Until now we have had eleven recordings of performances, all of them 'live', under Furtwängler. The first dates from 1937, in London, and the last from August 1954, three months before his death. As usual with him, there are many differences of detail and emphasis from one performance to another, but the broad outlines are the same. The most extreme performance to date has been from Berlin in March 1942, where the ferocious intensity of the first movement's central climax is still a shattering experience, despite the limitations of sound. In Bayreuth in 1951, too, where the annual festival was re-inaugurated after the Second World War with Furtwängler conducting the Ninth, as Wagner had conducted it in 1872 at the laying of the foundation stone of the Festspielhaus, there is a quite extraordinary exhilaration about the last movement, an expression of boundless hopes for a new departure for humanity.

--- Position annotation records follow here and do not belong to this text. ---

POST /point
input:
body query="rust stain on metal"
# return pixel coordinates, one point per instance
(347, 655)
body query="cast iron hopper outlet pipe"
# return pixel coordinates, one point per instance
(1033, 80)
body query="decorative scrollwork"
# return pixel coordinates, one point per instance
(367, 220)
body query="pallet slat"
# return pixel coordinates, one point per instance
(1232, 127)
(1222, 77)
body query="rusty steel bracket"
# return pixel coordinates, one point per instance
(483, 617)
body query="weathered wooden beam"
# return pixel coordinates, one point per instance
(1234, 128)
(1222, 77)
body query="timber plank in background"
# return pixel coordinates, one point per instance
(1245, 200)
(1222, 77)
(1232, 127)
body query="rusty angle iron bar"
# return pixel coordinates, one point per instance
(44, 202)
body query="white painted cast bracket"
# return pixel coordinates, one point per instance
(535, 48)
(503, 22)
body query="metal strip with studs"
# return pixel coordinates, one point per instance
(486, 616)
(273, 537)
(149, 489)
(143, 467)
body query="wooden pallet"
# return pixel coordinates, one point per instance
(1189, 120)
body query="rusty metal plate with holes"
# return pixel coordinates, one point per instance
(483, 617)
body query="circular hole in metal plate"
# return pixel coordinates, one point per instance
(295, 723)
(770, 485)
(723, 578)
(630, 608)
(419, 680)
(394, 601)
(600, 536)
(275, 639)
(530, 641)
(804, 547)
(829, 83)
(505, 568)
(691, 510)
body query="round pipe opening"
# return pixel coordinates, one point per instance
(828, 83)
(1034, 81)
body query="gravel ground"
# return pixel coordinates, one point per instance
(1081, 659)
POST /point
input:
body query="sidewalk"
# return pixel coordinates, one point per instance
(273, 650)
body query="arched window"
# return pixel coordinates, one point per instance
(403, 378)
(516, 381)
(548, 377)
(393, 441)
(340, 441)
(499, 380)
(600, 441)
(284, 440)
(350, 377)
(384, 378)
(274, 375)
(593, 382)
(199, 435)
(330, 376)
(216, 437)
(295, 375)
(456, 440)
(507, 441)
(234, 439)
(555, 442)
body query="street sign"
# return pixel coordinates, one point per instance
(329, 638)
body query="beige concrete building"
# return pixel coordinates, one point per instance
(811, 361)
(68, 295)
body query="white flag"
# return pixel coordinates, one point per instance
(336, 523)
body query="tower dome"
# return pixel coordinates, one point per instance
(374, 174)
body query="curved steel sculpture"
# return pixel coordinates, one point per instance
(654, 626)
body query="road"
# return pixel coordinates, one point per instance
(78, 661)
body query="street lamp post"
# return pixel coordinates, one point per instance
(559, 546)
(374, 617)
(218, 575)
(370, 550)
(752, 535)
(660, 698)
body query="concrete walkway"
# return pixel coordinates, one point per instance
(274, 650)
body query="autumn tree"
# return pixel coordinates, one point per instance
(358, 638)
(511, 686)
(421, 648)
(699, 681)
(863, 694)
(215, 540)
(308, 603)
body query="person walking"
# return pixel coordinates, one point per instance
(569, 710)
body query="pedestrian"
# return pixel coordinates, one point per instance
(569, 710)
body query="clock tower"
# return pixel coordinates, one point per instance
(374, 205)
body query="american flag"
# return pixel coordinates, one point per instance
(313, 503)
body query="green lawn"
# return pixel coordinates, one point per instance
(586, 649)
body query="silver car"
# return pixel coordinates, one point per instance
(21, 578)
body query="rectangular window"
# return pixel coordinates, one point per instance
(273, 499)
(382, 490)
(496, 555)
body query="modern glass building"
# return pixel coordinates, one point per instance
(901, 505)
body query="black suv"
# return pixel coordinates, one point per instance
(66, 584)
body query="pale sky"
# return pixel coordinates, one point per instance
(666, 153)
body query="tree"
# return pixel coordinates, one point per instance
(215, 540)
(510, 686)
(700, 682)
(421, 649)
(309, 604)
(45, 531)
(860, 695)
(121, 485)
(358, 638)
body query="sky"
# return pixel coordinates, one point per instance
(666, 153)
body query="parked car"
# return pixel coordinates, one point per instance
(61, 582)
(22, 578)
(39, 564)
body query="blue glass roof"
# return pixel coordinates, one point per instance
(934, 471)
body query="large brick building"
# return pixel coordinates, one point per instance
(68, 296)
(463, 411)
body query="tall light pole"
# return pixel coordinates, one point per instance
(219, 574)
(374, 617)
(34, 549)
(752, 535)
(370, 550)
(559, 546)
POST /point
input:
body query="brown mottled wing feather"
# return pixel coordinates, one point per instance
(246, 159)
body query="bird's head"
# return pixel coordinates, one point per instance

But in April 1942 Furtwängler was tricked by Goebbels into conducting this work on the eve of the Führer's birthday in Berlin, something he had always managed to avoid before. Try as he would to insist that he was unwell, had commitments in Vienna, and so on, he was forced to take part and conduct it, after Goebbels had made a speech. The resulting performance is now to be heard on a recording, made privately, for the first time, and is a document of the first importance and of fearful intensity. It is vehement to a degree: the timpani in the second movement sound like Jove's thunderbolts. The great fanfare in the third movement is apocalyptic. And in the last movement, after stupendous ecstasies and paeans, the unspeakable happens: Furtwängler always accelerated wildly for the closing bars, suggesting a barely controlled excitement. But on this occasion the last bars are a nightmare of nihilism, a stampede towards the abyss, such as I have never heard in any other music. It is as if Furtwängler is doing what Thomas Mann's fictional composer Adrian Leverkühn says he will do in Dr. Faustus: take back the Ninth Symphony, because
all the hopes and aspirations of the noble side of humanity have come to naught. But instead of writing a new piece to negate the Ninth, Furtwängler does the unthinkable and revokes the work by the way he plays its own ending. Walter Benjamin said that every document of civilization is also a document of barbarism. Never has that been more clearly true than in this terrifying account of the Ninth.